Reputation: 83
So, I'm trying to figure out a larger problem, and I think it may stem from exactly what's happening when I import data from a .txt
file. My regular beginning commands are:
data<-read.table("mydata.txt",header=T)
attach(data)
So if my data has say, 3 columns with headers "Var1"
, "Var2"
and "Var3"
, how exactly is everything imported? It seems as though it is imported as 3 separate vectors, then bound together, similar to using cbind()
.
My larger issue is modifying the data. If a row in my data frame has an empty spot (in any column) I need to remove it:
data <- data[complete.cases(data),]
Perfect - now say that the original data frame had 100 rows, 5 of which had an empty slot. My new data frame should have 95 rows, right? Well if I try:
> length(Var1)
[1] 100
> length(data$Var1)
[1] 95
So it seems like the original column labelled Var1
is unaffected by the line where I rewrote the entire data frame. This is why I believe that when I import the data, I really just have 3 separate columns stored somewhere called Var1
, Var2
and Var3
. As far as getting R to recognize that I want the modified version of the column, I think I need to do something along the lines of:
Var1 <- data$Var1 #Repeat for every variable
My issue with this is that I will need to write the above bit of code for every single variable. The data frame I have is large, and this way of coding seems tedious.
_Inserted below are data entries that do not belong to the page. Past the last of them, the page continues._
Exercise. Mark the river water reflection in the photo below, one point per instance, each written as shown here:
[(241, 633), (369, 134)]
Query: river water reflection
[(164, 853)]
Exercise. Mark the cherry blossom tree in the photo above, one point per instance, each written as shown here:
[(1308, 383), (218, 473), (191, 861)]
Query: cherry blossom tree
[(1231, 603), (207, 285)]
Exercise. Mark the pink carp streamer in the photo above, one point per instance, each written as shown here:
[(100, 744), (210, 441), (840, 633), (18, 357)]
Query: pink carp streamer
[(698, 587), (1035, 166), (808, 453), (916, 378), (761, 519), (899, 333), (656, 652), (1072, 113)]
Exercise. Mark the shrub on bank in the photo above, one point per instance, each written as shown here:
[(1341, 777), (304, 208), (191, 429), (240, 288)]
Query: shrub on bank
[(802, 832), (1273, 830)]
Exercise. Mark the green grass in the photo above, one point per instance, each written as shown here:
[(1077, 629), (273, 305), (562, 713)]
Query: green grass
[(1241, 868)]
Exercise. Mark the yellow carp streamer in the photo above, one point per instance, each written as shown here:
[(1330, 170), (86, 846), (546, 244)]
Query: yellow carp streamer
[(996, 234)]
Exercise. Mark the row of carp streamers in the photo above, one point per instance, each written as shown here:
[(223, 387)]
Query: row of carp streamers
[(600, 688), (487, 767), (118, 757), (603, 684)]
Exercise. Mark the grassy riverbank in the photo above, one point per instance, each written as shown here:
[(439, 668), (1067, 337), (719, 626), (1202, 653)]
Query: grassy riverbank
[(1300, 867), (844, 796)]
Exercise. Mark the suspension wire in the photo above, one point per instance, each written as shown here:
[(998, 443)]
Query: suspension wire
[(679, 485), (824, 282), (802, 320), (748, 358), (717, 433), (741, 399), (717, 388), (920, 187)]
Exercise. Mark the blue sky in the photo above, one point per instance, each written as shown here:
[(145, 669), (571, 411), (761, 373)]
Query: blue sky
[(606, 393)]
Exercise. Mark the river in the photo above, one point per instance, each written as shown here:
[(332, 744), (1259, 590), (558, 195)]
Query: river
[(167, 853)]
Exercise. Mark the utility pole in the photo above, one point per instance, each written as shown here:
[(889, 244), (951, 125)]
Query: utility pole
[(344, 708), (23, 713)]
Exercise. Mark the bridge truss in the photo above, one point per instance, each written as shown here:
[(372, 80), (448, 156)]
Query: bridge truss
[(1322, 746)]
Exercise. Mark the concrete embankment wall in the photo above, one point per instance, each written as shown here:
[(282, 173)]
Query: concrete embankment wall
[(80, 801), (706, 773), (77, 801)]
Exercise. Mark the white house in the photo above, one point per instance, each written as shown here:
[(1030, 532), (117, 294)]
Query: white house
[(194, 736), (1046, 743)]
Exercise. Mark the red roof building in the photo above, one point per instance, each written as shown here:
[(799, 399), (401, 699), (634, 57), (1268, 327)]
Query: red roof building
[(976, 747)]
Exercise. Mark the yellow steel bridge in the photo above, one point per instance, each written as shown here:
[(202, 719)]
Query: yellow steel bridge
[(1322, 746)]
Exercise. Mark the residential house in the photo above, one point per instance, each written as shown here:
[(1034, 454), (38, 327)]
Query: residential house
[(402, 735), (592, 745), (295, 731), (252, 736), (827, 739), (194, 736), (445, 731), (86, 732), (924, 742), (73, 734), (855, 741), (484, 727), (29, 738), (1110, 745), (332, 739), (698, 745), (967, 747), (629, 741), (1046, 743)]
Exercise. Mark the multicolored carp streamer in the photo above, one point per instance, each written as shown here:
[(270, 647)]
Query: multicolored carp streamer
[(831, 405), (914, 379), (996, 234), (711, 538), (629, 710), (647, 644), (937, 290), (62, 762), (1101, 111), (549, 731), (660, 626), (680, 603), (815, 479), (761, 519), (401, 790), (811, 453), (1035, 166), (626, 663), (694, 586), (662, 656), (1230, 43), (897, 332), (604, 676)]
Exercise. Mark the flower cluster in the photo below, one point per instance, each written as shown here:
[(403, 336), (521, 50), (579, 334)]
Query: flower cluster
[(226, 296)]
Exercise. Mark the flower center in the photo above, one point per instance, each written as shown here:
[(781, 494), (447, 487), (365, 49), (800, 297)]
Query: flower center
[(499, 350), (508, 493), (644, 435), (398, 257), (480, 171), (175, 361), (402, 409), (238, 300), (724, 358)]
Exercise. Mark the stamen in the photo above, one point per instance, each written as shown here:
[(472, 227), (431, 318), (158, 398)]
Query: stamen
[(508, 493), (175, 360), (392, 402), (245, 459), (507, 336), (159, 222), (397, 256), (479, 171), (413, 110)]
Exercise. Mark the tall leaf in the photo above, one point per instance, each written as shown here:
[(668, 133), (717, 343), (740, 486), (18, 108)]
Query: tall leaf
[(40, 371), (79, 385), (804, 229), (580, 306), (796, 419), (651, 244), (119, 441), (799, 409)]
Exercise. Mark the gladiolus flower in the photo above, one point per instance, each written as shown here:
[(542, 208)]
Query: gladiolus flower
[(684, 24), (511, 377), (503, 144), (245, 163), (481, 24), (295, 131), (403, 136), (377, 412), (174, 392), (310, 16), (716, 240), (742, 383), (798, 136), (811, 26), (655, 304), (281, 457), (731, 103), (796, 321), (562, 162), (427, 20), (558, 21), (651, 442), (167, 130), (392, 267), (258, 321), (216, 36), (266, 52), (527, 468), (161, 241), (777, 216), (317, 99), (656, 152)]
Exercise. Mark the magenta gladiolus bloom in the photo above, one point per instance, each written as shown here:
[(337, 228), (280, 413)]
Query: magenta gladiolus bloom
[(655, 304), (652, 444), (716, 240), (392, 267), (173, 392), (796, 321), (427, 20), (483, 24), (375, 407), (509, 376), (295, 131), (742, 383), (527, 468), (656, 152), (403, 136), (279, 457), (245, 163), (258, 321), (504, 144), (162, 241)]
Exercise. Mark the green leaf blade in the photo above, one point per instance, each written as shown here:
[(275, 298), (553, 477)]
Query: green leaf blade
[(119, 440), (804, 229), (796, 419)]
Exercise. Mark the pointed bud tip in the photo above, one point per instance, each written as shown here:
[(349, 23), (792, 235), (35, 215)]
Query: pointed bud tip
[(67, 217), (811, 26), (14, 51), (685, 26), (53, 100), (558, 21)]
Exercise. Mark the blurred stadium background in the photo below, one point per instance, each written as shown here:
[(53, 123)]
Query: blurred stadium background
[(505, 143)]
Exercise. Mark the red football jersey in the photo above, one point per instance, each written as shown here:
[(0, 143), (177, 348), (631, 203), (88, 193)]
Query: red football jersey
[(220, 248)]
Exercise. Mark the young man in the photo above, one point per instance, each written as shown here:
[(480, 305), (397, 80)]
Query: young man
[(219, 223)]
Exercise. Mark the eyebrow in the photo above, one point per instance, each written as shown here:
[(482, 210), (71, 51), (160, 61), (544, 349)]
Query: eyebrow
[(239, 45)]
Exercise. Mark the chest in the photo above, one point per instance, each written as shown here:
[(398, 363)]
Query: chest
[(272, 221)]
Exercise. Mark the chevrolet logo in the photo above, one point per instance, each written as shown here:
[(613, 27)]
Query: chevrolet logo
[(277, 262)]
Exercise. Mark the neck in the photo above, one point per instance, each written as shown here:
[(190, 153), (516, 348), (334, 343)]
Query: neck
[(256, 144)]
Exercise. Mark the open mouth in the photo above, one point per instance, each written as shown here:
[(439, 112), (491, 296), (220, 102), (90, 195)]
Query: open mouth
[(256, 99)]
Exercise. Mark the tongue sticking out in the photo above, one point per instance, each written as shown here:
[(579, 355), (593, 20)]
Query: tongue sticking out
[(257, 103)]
Is there a better way for me to transform my data, then be able to call the modified variables, without needing to use the data$ precursor every time?
Upvotes: 2
Views: 1716
Reputation: 174778
read.table()
reads the data into a data frame with a component (column) for each column (variable) in the text file. R's data frame is like an Excel spreadsheet, each column in the sheet can contain a different type of data (contrast that with a matrix, which in R can contain data only of a single type).
In effect, the result is as if the data were read in column by column and then bound together column-wise using the cbind.data.frame()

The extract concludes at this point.